Temmuz ayı çekirdek enflasyon 3 aylık yıllıklandırılmış olarak uzun süre sonra hedef yüzde 2 seviyesinin altına geriledi ve yüzde 1,6 olarak gerçekleşti. Konut piyasasında ise dinamiklerin hala enflasyonist olduğunu ve hedeflenen seviyelerden uzakta seyretmeye devam ettiğini görüyoruz. Şu anda ABD’de tartışma konusu Fed’in acil faiz indiriminden ziyade eylül ayında 25 mi yoksa 50 baz mı indireceği. Ki doğrudan bu konuda olmasa da haftaya gerçekleştirilecek olan Jackson Hole toplantısında Fed’in yaklaşımına dair daha fazla bilgi edinebiliriz.
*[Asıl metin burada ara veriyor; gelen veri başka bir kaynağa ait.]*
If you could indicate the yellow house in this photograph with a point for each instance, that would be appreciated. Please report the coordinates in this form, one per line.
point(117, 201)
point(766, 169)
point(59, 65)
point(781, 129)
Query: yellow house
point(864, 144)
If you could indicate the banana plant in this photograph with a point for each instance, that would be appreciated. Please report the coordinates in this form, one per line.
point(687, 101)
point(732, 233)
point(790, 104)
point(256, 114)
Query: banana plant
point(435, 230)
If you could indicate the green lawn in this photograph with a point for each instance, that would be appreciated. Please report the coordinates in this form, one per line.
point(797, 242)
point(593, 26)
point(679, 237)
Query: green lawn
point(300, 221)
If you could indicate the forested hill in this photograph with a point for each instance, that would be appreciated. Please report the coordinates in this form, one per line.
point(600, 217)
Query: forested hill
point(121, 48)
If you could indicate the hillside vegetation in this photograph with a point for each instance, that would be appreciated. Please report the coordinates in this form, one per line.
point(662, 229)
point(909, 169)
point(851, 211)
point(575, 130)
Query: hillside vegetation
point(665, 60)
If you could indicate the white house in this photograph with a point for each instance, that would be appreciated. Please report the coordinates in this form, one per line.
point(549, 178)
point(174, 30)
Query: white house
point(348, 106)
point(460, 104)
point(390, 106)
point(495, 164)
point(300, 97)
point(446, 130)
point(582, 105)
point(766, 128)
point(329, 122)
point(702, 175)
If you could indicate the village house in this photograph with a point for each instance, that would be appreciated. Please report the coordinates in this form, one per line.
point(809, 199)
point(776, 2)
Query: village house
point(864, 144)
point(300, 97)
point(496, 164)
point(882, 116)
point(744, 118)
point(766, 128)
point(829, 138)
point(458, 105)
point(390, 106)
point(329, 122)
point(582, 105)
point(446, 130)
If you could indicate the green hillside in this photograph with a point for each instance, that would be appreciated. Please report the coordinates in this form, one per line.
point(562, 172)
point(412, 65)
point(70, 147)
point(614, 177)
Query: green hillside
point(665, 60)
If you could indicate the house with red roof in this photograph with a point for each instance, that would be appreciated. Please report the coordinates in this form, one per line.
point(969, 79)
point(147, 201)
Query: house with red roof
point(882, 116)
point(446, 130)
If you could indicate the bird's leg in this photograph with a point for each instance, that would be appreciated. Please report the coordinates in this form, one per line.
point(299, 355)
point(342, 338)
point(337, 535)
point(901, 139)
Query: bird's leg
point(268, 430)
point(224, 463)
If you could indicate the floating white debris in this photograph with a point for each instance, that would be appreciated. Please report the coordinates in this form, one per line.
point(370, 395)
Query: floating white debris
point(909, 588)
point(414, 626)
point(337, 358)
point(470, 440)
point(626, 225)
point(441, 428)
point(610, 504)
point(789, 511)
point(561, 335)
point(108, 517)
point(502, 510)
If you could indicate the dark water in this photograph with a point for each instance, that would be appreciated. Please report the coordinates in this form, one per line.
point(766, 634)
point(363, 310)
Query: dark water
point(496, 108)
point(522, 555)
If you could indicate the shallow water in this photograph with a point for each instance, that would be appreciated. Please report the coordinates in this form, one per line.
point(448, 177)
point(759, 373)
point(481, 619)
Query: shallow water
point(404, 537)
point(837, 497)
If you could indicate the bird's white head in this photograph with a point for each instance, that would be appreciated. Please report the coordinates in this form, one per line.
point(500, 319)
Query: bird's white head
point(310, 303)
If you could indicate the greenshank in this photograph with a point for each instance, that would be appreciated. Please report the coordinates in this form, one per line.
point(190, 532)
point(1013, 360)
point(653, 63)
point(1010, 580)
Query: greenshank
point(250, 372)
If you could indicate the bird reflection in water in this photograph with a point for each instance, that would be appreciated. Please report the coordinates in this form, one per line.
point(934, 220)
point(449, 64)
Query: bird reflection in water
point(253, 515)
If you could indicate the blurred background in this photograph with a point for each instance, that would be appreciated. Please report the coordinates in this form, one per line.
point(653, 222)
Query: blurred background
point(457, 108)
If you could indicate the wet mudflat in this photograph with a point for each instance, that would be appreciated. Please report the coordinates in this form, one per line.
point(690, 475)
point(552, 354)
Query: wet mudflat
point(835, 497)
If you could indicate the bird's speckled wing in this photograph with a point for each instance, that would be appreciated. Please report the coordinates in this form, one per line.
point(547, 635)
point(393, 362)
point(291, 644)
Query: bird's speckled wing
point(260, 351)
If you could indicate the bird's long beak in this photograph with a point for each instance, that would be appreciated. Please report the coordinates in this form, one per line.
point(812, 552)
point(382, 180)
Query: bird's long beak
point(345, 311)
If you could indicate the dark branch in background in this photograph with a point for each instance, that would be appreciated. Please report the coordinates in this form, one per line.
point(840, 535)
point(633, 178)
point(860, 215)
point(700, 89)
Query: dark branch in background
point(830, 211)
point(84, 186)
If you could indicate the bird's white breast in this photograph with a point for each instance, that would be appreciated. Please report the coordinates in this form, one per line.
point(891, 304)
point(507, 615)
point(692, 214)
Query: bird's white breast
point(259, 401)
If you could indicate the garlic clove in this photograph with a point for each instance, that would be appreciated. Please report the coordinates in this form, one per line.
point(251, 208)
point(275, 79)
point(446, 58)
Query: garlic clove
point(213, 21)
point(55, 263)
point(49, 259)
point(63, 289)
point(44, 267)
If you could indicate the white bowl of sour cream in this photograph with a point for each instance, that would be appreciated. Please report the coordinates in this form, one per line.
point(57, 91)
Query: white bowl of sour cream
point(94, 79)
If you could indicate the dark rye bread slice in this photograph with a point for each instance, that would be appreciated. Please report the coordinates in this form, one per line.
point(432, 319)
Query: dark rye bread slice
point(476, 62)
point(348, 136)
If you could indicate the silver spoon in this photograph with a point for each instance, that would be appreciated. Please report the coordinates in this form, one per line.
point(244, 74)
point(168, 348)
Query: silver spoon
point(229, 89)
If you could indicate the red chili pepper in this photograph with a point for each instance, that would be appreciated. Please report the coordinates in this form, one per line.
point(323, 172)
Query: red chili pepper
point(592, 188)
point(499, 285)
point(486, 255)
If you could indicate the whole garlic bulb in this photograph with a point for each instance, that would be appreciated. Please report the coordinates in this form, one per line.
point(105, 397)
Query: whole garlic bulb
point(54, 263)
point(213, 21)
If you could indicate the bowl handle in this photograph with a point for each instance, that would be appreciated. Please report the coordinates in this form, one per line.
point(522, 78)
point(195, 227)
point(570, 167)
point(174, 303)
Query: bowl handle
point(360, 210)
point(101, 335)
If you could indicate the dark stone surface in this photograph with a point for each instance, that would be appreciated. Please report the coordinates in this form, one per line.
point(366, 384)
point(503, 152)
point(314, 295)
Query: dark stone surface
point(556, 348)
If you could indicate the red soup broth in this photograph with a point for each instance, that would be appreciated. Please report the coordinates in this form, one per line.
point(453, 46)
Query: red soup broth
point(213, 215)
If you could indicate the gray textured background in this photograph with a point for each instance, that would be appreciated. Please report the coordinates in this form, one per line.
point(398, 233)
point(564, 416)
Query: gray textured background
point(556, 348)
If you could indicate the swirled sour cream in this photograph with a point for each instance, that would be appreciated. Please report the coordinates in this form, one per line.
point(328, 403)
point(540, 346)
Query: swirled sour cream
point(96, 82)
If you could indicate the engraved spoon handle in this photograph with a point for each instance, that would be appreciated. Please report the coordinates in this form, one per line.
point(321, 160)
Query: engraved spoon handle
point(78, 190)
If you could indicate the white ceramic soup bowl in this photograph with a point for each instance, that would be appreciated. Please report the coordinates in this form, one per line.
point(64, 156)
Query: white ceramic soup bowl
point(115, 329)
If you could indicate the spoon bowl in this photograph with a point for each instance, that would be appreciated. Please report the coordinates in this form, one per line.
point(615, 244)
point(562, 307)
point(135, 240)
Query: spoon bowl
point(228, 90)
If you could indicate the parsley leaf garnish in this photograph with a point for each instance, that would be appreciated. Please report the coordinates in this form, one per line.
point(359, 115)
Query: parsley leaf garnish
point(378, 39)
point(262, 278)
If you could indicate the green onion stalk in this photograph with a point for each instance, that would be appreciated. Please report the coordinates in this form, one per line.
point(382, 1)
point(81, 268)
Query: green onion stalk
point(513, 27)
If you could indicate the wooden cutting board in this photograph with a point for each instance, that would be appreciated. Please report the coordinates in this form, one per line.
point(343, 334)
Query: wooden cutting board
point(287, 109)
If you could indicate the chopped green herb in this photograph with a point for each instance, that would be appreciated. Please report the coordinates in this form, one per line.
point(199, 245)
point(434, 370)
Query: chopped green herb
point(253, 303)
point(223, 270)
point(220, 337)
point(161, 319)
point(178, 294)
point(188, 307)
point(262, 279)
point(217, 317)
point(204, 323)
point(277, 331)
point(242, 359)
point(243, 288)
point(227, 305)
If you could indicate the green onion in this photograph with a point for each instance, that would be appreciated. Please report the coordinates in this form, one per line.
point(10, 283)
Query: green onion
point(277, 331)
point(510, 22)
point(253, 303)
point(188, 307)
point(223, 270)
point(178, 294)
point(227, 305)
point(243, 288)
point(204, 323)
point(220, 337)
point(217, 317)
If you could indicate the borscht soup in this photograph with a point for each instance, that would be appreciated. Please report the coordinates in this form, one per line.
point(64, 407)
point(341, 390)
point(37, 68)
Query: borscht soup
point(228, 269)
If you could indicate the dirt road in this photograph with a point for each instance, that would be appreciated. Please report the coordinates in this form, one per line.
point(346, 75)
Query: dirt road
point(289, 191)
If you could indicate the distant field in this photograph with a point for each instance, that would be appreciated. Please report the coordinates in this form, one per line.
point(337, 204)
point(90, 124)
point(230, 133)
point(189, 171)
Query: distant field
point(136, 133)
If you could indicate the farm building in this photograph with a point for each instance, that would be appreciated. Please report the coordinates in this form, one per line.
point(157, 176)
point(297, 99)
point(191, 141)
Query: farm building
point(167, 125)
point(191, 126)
Fed ve ABD her zaman olduğu gibi haddinden fazla dikkat çekerken Çin’de olan biten geri planda kalıyor. Tıpkı yumurta kapıya dayanana kadar Japonya’da olan bitenin göz ardı edilmesi gibi. Geride bıraktığımız haftada Çin ekonomisine dair pek çok önemli veri açıklandı. M1 ve M2 para tabanlarında büyüme son yılların en zayıf seviyesinde. Banka kredilerinde net büyüme ise temmuz ayında yerini daralmaya bırakmış. Temmuz dönemi bu açıdan her zaman zayıf bir dönemdir. Bu nedenle tek bir veri ile sonuca gitmek elbette hatalı olur ancak son 15 yıl içinde ilk kez daralma görüyor olmamız nedeni ile bu gelişmeyi bir anomali olarak görmek yerine daha dikkatli incelemek doğru olacaktır. Nitekim grafikte gördüğünüz üzere perakende satışlar yıllardır düşüş trendi içinde. Çin bilerek ve isteyerek arz yönlü reformlarla üretimi destekliyor. Ancak iç piyasa yeterince büyümediği için üretim ihracata yönlenmek zorunda kalıyor. Bunun da Batı ile nasıl gerginliklere yol açtığını zaten görebiliyoruz.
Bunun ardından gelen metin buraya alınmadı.